Shifting from politics to sports, more or less. I discovered something fairly cool at work yesterday. One of my co-workers was scanning the sports pages and he said, "Hey, who's the new coach of the Nets?" I said, "Lawrence Frank." He said, "Yeah. I went to high school with him."

And he wasn't kidding, either! Frank and my co-worker are both 33, and they both went to high school in Teaneck, New Jersey. So I asked him what Frank was like. "He was a total pompous ass," my co-worker reported. "He was always trying to make himself cool by hanging out with the popular kids, especially the athletes. He was a terrible athlete himself, but he sucked up to them and became popular. He had a real attitude about it." No wonder Jason Kidd likes him so much! He wins players over by sucking up to them. Very enlightening information. I asked him how he felt about seeing what had become of his classmate. He said, "It's like those old Folgers commercials. 'We've secretly replaced a real legitimate NBA coach with Larry Frank. Let's see if anyone notices!'"

My coworker also played against Frank in Little League. Another alumnus of the league was Philadelphia Phillies outfielder Doug Glanville. My co-worker had much better things to say about Glanville. "He was a really cool guy, never put on an attitude. He carried his reputation lightly. I used to go over to his house and we played video games together on the Apple II." He says that Glanville loves playing in Philly, because it's a quick trip back home.

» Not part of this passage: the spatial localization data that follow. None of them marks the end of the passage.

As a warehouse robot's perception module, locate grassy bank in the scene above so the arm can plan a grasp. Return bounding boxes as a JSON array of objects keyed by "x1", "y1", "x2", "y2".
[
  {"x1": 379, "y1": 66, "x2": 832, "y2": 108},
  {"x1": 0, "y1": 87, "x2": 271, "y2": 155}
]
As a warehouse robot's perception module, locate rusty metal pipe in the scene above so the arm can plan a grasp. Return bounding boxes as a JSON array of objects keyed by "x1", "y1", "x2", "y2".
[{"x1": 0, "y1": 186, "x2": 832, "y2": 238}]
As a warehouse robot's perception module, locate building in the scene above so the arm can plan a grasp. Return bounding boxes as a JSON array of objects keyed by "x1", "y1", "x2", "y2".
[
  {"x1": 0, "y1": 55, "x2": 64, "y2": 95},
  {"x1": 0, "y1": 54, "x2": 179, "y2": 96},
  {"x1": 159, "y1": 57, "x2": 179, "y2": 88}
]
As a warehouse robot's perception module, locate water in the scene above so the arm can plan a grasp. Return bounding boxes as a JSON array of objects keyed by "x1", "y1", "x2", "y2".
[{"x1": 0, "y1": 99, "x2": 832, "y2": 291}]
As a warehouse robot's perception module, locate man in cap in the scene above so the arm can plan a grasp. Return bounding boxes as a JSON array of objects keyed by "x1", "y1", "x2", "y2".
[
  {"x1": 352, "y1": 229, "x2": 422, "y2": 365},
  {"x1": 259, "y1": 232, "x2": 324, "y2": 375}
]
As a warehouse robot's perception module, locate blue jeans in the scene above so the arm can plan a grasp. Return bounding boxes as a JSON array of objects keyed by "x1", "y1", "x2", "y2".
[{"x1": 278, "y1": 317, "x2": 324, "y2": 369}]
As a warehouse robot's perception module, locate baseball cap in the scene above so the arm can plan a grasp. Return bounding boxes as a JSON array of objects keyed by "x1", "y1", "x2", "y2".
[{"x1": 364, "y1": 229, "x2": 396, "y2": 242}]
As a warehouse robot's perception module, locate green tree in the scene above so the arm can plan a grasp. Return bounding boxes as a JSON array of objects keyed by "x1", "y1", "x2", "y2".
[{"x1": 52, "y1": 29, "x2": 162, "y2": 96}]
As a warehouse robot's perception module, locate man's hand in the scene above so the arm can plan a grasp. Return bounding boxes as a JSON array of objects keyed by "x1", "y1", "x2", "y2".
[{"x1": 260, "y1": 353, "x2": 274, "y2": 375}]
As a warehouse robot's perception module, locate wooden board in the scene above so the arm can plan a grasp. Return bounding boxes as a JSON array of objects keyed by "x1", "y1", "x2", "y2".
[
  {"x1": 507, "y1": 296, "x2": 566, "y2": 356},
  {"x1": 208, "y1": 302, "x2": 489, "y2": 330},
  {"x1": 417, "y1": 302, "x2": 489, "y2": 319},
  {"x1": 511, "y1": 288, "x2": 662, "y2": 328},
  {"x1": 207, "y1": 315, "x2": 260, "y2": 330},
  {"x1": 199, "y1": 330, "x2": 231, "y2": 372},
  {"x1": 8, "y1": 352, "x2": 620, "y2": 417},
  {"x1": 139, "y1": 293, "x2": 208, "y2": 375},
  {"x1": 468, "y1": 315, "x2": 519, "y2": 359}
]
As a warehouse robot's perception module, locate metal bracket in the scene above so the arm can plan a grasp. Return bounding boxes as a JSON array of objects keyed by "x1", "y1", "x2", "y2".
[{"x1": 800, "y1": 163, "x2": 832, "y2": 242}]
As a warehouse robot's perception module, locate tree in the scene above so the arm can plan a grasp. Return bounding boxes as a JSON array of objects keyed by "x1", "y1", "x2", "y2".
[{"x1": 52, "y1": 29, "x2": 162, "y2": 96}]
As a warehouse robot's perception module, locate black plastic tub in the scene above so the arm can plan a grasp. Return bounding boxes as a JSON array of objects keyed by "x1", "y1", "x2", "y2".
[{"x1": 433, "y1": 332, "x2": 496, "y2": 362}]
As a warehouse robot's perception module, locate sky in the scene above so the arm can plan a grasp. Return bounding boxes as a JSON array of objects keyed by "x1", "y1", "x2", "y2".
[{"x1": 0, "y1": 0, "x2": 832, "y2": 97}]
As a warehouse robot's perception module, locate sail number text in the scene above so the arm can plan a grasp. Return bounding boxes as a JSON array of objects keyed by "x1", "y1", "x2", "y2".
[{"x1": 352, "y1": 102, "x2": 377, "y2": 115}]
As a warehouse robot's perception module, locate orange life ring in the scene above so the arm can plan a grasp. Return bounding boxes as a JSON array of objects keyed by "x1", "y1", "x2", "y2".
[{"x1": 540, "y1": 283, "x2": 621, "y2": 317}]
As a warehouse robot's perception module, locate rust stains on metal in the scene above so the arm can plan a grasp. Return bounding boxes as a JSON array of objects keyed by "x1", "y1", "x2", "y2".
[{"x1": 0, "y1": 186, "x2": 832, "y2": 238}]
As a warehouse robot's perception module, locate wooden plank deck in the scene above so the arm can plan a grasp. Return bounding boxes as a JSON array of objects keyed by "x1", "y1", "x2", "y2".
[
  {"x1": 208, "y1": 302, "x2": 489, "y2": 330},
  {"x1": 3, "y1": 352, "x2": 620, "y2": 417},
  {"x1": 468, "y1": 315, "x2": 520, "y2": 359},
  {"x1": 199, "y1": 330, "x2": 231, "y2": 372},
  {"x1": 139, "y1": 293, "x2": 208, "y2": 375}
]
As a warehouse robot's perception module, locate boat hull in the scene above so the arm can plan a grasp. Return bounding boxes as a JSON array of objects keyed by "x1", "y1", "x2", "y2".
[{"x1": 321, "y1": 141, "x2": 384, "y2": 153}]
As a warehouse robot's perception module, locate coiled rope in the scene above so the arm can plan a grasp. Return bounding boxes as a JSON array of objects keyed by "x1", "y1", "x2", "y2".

He still visits his family regularly. Glanville is well-liked by the press, and it's nice to know that he's the same guy in person that he is in the papers.

Will an MLB franchise ever come to Latin America? ESPN examines the possibility and concludes that the economics just won't work out (tickets would be too expensive for most fans and there's no possibility of a lucrative TV deal). It's a shame, too, because they really love the game down there. Think Bud Selig wouldn't love to see this happen? If it were plausible, Selig would probably set up a whole division of Latin teams. But the money just doesn't work out. What a shame that the league that has a socialistic, anyone-can-win economic system (the NFL) largely wastes it on marginal cities like Jacksonville and Phoenix, while a league that could really benefit from such a system can't make it happen.

To those in the Virginia House who are trying to keep us buried in the 19th century: Thanks! I'd rant about this, but it's Friday, and I don't like to rant on Friday.

That's all for today. Monday, we start our closer look at John Kerry. See you then!